More information: https://hpc.vub.be/docs/job-submission/

## Job enqueueing

The job is submitted using the command `sbatch` followed by the name of our job file. You will receive a job identifier as output.

In [None]:
import subprocess

print("Submitting job file saved in", job_path)

process = subprocess.Popen(['sbatch', job_path],
                     stdout=subprocess.PIPE,
                     stderr=subprocess.PIPE)

stdout, stderr = process.communicate()
return_code    = process.poll()

print(f"stdout (exit code={return_code}):")
for line in stdout.decode().split("\n"):
    print(line)

print(f"stderr (exit code={return_code}):")
for line in stderr.decode().split("\n"):
    print(line)

### Query the queue status
The command to run is `mysqueue`. While the job is running you could visualize the SLURM logs inside the `slurm-JOBID.out` file:

- Cat command: View the full content of the file. `cat slurm-JOBID.out`
- Tail command: View the last lines of the file. `tail -f slurm-JOBID.out` (with `-f` the command will follow the output automatically).

In [None]:
import subprocess

process = subprocess.Popen(['mysqueue'],
                     stdout=subprocess.PIPE,
                     stderr=subprocess.PIPE)

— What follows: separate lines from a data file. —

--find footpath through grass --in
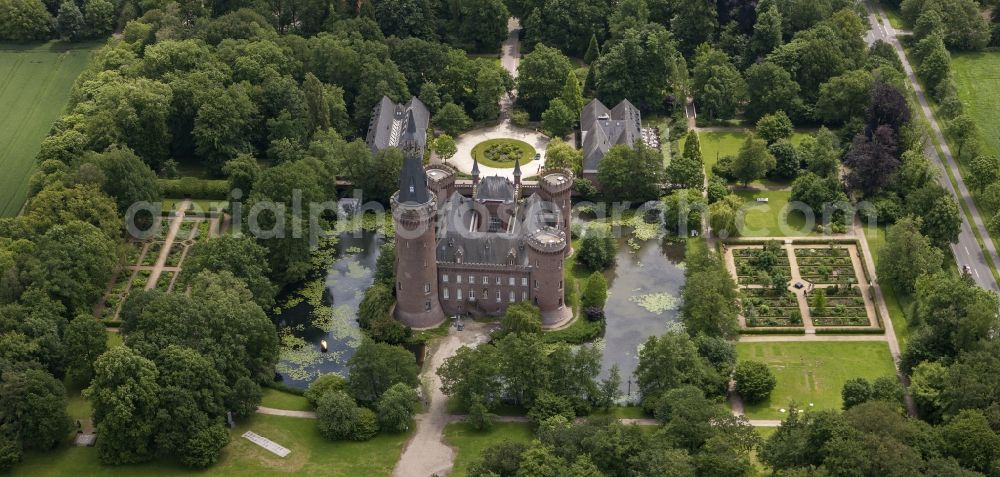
[10,414,409,477]
[0,42,93,216]
[736,341,895,419]
[864,225,913,349]
[472,139,535,169]
[260,388,313,411]
[733,190,815,237]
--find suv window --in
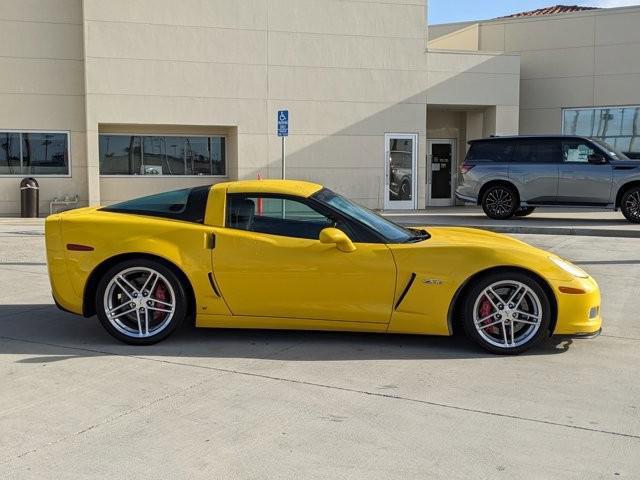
[513,139,561,163]
[466,140,515,162]
[227,194,336,240]
[562,140,596,163]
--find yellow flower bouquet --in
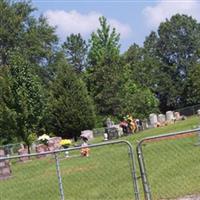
[60,139,72,148]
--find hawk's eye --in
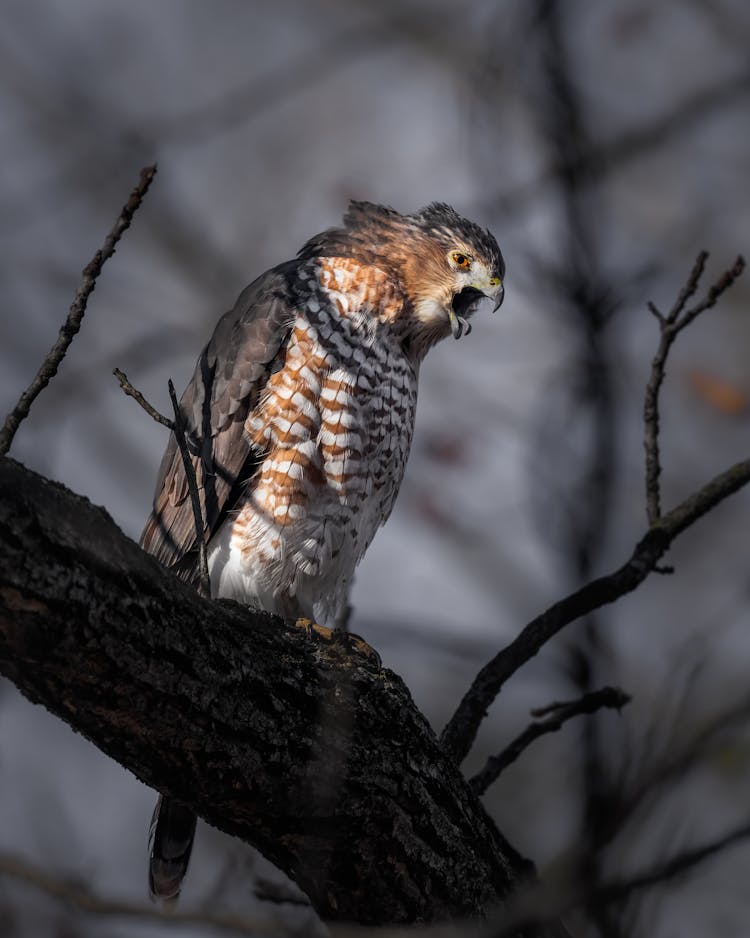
[451,251,471,270]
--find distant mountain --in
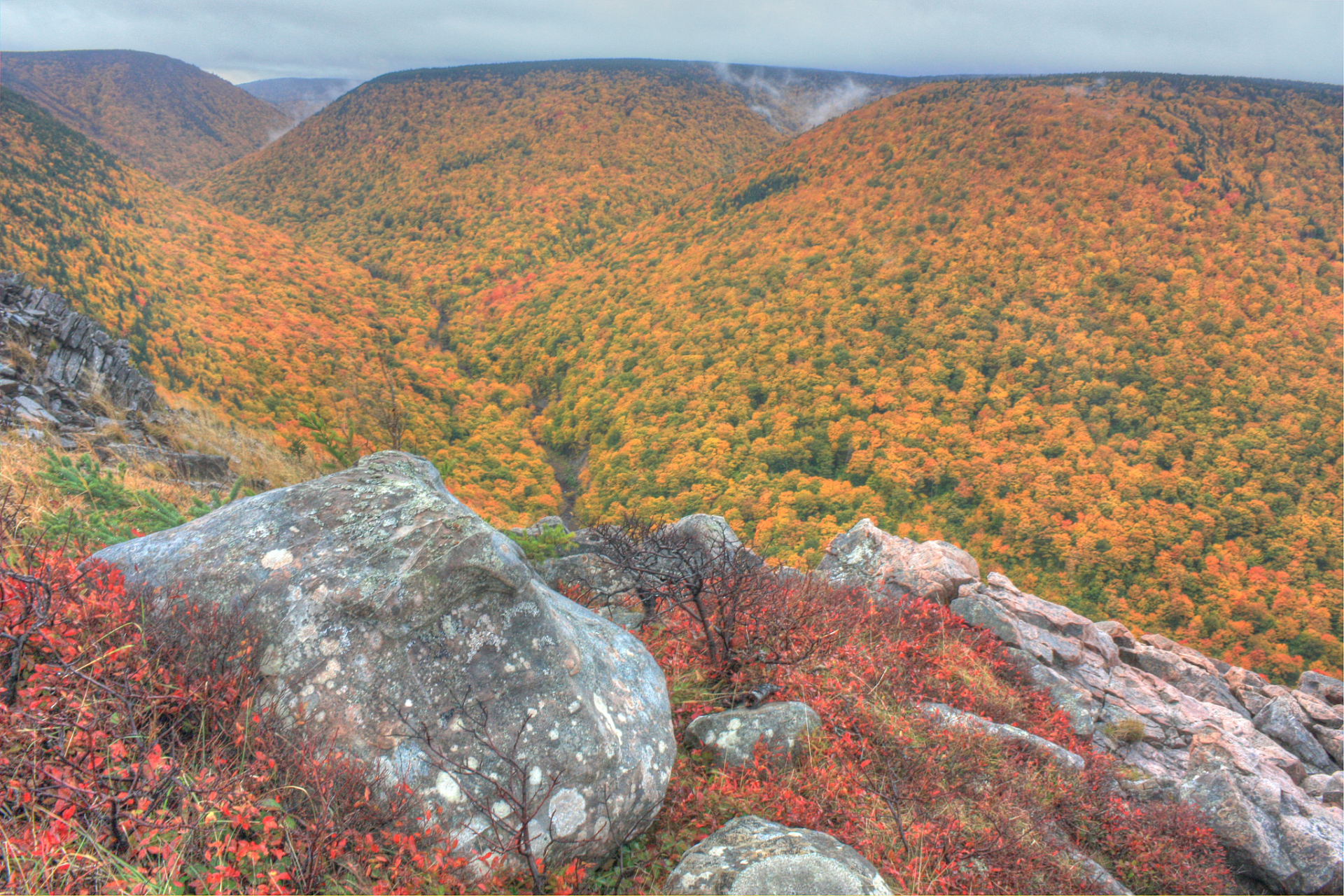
[193,59,782,288]
[238,78,359,124]
[714,64,919,136]
[9,60,1344,680]
[0,50,290,184]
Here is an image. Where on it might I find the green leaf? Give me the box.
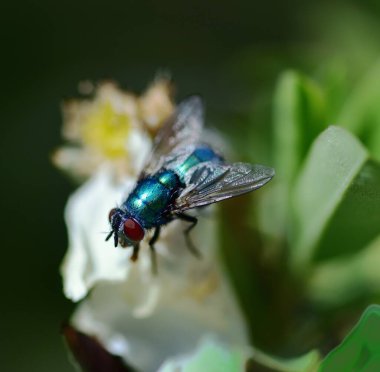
[306,236,380,306]
[259,71,325,241]
[273,71,325,184]
[337,61,380,159]
[319,305,380,372]
[159,339,250,372]
[291,127,380,272]
[247,349,321,372]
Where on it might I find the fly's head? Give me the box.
[106,208,145,247]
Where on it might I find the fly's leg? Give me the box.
[149,226,160,275]
[176,213,202,258]
[130,243,140,262]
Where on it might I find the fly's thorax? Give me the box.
[175,146,222,180]
[124,170,181,228]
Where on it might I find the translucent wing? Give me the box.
[173,163,274,212]
[140,96,204,178]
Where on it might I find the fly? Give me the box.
[106,96,274,271]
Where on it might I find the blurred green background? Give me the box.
[0,0,380,372]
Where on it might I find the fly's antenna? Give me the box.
[106,229,115,241]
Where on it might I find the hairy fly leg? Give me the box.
[130,243,140,262]
[149,226,160,275]
[176,213,202,258]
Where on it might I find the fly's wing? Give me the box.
[140,96,204,178]
[173,163,275,213]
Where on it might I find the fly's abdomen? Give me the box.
[125,170,181,228]
[175,146,223,181]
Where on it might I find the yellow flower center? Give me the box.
[82,102,131,159]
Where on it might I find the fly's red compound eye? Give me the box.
[108,208,116,222]
[123,218,144,242]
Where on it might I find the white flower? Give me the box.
[62,164,247,371]
[57,82,248,371]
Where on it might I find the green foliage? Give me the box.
[319,305,380,372]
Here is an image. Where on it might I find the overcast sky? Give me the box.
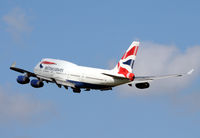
[0,0,200,138]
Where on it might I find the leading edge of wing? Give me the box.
[10,62,37,77]
[134,69,194,82]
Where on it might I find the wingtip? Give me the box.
[187,69,194,75]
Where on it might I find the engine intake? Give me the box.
[135,82,150,89]
[17,76,30,84]
[31,79,44,88]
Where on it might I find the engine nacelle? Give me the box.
[31,79,44,88]
[17,76,30,84]
[135,82,150,89]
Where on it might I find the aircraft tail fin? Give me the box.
[113,41,140,80]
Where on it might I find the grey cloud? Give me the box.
[2,8,32,41]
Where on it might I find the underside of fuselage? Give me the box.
[68,80,113,90]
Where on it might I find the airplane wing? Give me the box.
[10,62,75,88]
[10,62,37,77]
[133,69,194,83]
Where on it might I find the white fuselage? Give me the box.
[34,59,130,89]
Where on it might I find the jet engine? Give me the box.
[31,79,44,88]
[17,76,30,84]
[135,82,150,89]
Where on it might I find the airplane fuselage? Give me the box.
[34,58,130,90]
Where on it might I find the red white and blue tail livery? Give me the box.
[10,41,193,93]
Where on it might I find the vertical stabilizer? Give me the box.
[113,41,140,80]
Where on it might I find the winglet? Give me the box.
[187,69,194,75]
[11,62,16,68]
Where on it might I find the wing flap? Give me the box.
[134,69,194,82]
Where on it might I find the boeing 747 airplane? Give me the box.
[10,41,193,93]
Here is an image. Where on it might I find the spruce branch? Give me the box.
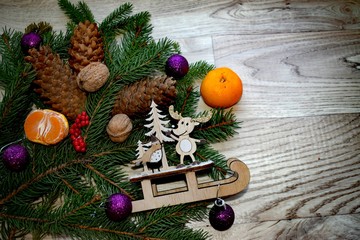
[194,109,240,143]
[0,159,91,206]
[85,164,134,200]
[99,3,133,33]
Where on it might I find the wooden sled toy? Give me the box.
[130,158,250,212]
[129,102,250,212]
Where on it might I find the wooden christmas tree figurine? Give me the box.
[129,102,250,212]
[132,101,174,172]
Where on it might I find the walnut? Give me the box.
[106,114,132,142]
[76,62,110,92]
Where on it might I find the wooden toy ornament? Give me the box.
[129,102,250,212]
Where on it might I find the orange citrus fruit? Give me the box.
[24,109,69,145]
[200,67,243,108]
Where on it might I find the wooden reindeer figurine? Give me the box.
[131,136,162,172]
[169,105,212,167]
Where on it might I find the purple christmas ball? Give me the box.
[209,199,235,231]
[2,144,29,172]
[21,32,42,52]
[165,54,189,79]
[105,193,132,222]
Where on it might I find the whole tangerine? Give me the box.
[24,109,69,145]
[200,67,243,108]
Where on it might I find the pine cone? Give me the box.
[112,75,176,117]
[25,46,86,120]
[69,20,104,72]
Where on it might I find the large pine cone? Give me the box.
[68,20,104,72]
[112,75,176,117]
[25,46,86,120]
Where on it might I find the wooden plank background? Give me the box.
[0,0,360,240]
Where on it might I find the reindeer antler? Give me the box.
[193,111,212,123]
[169,105,182,120]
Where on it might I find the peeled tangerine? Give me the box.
[24,109,69,145]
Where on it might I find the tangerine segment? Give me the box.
[24,109,69,145]
[200,67,243,108]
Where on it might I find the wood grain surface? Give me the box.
[0,0,360,240]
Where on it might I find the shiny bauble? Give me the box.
[209,199,235,231]
[21,32,42,53]
[2,144,29,172]
[105,193,132,222]
[165,54,189,79]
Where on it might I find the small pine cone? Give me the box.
[112,75,176,117]
[25,46,86,120]
[69,20,104,72]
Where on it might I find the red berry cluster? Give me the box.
[69,112,90,152]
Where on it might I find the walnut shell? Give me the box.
[106,114,132,142]
[76,62,110,92]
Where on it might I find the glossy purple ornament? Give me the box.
[209,198,235,231]
[165,54,189,79]
[21,32,42,52]
[2,144,29,172]
[105,193,132,222]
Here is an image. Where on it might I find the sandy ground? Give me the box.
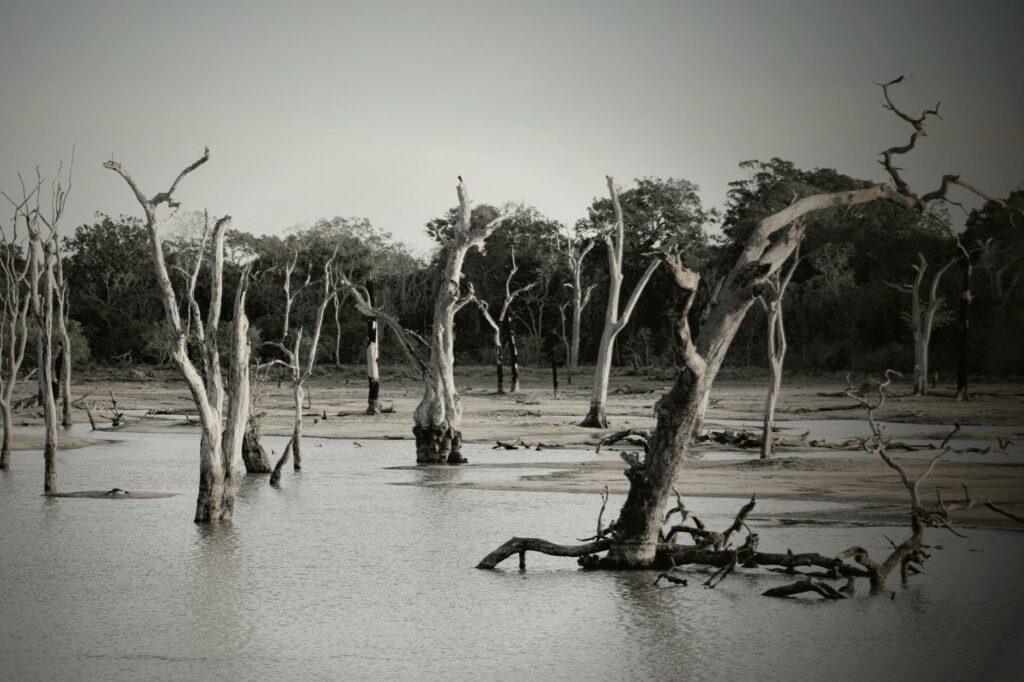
[16,360,1024,523]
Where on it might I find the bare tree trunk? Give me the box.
[580,176,662,429]
[413,178,502,464]
[886,253,956,395]
[760,244,800,460]
[103,148,249,523]
[498,316,519,393]
[0,400,14,469]
[956,248,974,402]
[292,382,304,471]
[367,317,381,415]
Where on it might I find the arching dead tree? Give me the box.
[580,175,662,429]
[103,148,250,523]
[413,177,503,464]
[0,187,38,469]
[886,253,956,395]
[473,246,537,395]
[267,252,337,471]
[562,230,596,374]
[480,79,1015,568]
[758,236,800,460]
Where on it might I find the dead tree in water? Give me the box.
[758,237,800,460]
[267,253,337,471]
[477,371,1024,599]
[473,247,537,395]
[580,175,662,429]
[562,233,596,374]
[413,177,503,464]
[0,187,38,469]
[886,253,956,395]
[103,148,251,523]
[480,78,1024,571]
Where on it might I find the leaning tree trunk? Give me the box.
[413,178,502,464]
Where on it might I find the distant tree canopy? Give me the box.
[63,166,1024,374]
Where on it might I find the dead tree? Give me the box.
[413,177,503,464]
[758,237,800,460]
[473,247,537,395]
[477,371,1024,599]
[0,187,38,469]
[267,252,337,471]
[103,148,251,523]
[480,78,1024,574]
[580,175,662,429]
[886,253,956,395]
[562,235,596,374]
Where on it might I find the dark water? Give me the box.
[0,433,1024,680]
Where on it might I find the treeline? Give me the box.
[62,159,1024,377]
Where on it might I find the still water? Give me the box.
[0,433,1024,681]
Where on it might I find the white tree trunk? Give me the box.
[413,178,502,464]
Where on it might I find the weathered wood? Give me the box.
[580,175,662,429]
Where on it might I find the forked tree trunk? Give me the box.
[499,314,519,393]
[603,185,914,568]
[413,178,502,464]
[573,176,662,429]
[103,148,249,523]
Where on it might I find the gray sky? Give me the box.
[0,0,1024,247]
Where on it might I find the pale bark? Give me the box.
[485,79,1024,569]
[103,148,249,523]
[269,251,337,471]
[759,245,800,460]
[886,253,956,395]
[473,248,537,395]
[573,176,662,429]
[0,202,32,469]
[564,229,595,377]
[413,178,502,464]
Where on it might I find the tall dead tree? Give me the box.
[758,237,800,460]
[103,148,251,523]
[886,253,956,395]
[413,177,503,464]
[479,78,1015,568]
[580,175,662,429]
[0,193,38,469]
[562,235,596,377]
[267,253,337,471]
[474,247,537,395]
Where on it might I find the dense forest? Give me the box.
[58,159,1024,378]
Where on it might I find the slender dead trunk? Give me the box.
[367,317,381,415]
[886,253,956,395]
[759,245,800,460]
[580,176,662,429]
[498,314,519,393]
[956,248,974,402]
[103,148,249,523]
[413,178,502,464]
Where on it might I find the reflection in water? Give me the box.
[0,432,1024,680]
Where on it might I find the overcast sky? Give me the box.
[0,0,1024,248]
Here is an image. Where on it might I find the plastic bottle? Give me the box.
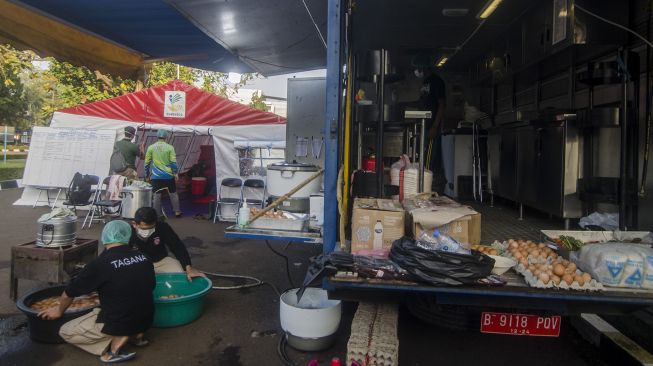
[372,220,383,249]
[433,229,461,253]
[238,198,249,227]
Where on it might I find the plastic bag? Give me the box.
[390,236,494,286]
[578,212,619,231]
[571,243,653,289]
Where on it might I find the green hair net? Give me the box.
[102,220,132,245]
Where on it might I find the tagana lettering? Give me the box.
[111,254,147,268]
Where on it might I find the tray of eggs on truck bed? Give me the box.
[476,239,604,291]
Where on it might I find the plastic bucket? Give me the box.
[190,177,207,196]
[152,273,213,328]
[16,286,93,343]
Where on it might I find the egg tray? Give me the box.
[503,251,560,264]
[514,263,605,291]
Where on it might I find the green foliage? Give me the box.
[249,93,268,112]
[0,45,34,126]
[46,59,136,107]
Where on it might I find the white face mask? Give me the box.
[136,228,154,239]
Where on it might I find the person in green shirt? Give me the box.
[145,130,181,217]
[116,127,144,180]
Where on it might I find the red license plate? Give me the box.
[481,313,562,337]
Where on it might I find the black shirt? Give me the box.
[129,221,191,270]
[65,245,156,336]
[420,74,445,129]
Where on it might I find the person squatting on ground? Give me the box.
[39,220,156,362]
[129,207,204,281]
[145,130,181,217]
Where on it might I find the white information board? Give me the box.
[23,127,116,188]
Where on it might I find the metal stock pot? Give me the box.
[36,216,77,248]
[120,185,152,219]
[267,163,322,198]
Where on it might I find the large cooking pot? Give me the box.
[16,286,93,343]
[36,216,77,248]
[279,287,342,352]
[266,163,322,199]
[120,185,152,219]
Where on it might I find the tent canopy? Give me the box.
[52,80,286,133]
[0,0,327,78]
[0,0,253,77]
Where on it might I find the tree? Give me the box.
[0,45,35,126]
[145,61,199,88]
[249,91,268,112]
[46,59,136,107]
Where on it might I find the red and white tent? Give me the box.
[15,80,286,206]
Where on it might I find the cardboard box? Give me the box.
[351,198,406,253]
[404,197,481,245]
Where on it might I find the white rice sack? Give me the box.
[573,243,653,288]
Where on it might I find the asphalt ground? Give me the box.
[0,190,605,366]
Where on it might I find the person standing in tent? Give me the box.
[115,127,145,180]
[145,130,181,217]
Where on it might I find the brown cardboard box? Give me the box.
[351,198,406,253]
[411,207,481,245]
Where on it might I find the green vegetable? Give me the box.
[559,235,585,250]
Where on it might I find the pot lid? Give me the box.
[268,161,319,172]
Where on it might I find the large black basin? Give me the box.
[16,286,93,343]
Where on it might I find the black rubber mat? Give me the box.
[465,201,564,244]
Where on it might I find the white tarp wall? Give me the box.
[211,124,286,187]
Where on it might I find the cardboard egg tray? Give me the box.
[515,263,605,291]
[347,303,399,366]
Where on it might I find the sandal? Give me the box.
[100,351,136,363]
[129,336,150,347]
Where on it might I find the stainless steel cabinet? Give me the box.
[499,128,517,200]
[488,121,581,218]
[516,126,538,205]
[536,126,565,216]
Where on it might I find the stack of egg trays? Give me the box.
[347,303,399,366]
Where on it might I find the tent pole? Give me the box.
[179,128,195,171]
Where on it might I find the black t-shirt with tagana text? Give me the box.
[65,245,156,336]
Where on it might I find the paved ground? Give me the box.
[0,190,602,366]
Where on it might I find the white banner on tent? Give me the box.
[23,127,116,188]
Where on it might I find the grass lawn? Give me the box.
[0,157,27,180]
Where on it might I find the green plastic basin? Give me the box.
[153,273,213,328]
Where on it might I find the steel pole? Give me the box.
[418,118,426,193]
[3,126,7,164]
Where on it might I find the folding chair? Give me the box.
[63,175,100,215]
[243,178,265,208]
[213,178,243,223]
[82,176,127,229]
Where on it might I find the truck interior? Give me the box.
[325,0,653,314]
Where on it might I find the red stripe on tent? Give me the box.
[59,80,286,126]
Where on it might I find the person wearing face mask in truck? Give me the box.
[129,207,204,281]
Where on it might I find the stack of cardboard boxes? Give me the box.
[351,197,481,254]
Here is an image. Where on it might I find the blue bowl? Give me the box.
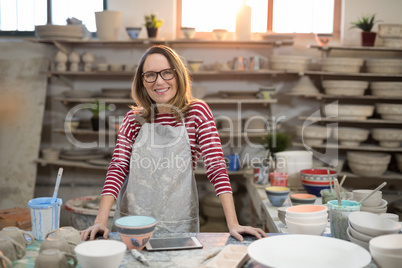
[126,27,141,39]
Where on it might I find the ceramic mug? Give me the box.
[0,236,25,261]
[35,249,78,268]
[0,251,13,268]
[39,237,76,254]
[0,226,35,246]
[45,226,81,252]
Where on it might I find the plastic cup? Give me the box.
[28,197,63,241]
[327,200,362,241]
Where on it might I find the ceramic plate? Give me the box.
[248,235,371,268]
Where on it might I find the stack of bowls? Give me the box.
[372,128,402,148]
[114,215,157,250]
[369,234,402,268]
[265,186,290,207]
[376,103,402,121]
[347,211,401,250]
[347,151,391,177]
[352,189,388,214]
[332,127,370,146]
[285,205,328,235]
[290,194,317,206]
[300,169,338,197]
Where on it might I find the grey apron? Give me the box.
[114,122,199,233]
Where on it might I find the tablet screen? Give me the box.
[147,237,202,251]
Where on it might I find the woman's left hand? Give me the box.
[230,225,268,241]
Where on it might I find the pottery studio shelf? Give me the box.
[299,116,402,125]
[35,158,245,175]
[286,93,402,101]
[292,142,402,153]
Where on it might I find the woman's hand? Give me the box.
[229,224,268,241]
[80,223,110,241]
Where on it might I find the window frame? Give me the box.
[176,0,342,39]
[0,0,107,37]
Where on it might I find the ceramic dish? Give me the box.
[248,235,371,268]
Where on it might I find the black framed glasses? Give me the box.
[142,68,176,83]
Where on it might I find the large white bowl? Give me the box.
[346,227,369,250]
[285,218,328,235]
[322,80,369,96]
[74,240,127,268]
[349,211,401,237]
[247,235,371,268]
[370,234,402,256]
[370,249,402,268]
[352,189,382,207]
[322,104,374,120]
[332,127,370,146]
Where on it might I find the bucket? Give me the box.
[28,197,63,241]
[95,10,123,40]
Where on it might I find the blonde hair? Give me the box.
[131,45,194,123]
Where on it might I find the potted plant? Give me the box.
[351,14,378,47]
[144,14,163,38]
[85,99,109,131]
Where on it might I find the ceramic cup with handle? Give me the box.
[0,226,34,247]
[46,226,81,252]
[35,249,78,268]
[39,237,75,254]
[0,236,25,261]
[0,251,13,268]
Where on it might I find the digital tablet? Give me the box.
[146,237,202,251]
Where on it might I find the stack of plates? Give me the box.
[35,25,86,39]
[347,211,401,249]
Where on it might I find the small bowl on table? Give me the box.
[265,186,290,207]
[126,27,141,39]
[290,194,317,206]
[114,215,157,251]
[74,240,127,268]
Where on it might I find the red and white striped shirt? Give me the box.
[102,101,232,198]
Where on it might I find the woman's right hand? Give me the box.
[80,223,110,241]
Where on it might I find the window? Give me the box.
[0,0,106,32]
[181,0,341,33]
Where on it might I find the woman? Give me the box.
[81,46,266,241]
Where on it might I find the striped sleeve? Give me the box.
[101,111,140,199]
[189,101,232,195]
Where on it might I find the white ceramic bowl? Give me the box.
[286,205,328,218]
[74,240,127,268]
[285,214,328,224]
[370,249,402,268]
[322,80,369,96]
[370,234,402,256]
[332,127,370,146]
[349,211,401,237]
[352,189,382,207]
[285,218,327,235]
[372,128,402,148]
[346,227,369,250]
[322,104,374,120]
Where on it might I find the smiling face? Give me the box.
[142,54,177,112]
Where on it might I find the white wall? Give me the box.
[341,0,402,45]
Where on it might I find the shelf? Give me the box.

stdout, stderr = process.communicate()
return_code    = process.poll()

print(f"stdout (exit code={return_code}):")
for line in stdout.decode().split("\n"):
    print(line)

print(f"stderr (exit code={return_code}):")
for line in stderr.decode().split("\n"):
    print(line)

We are ready to continue working on the next Jupyter Notebook!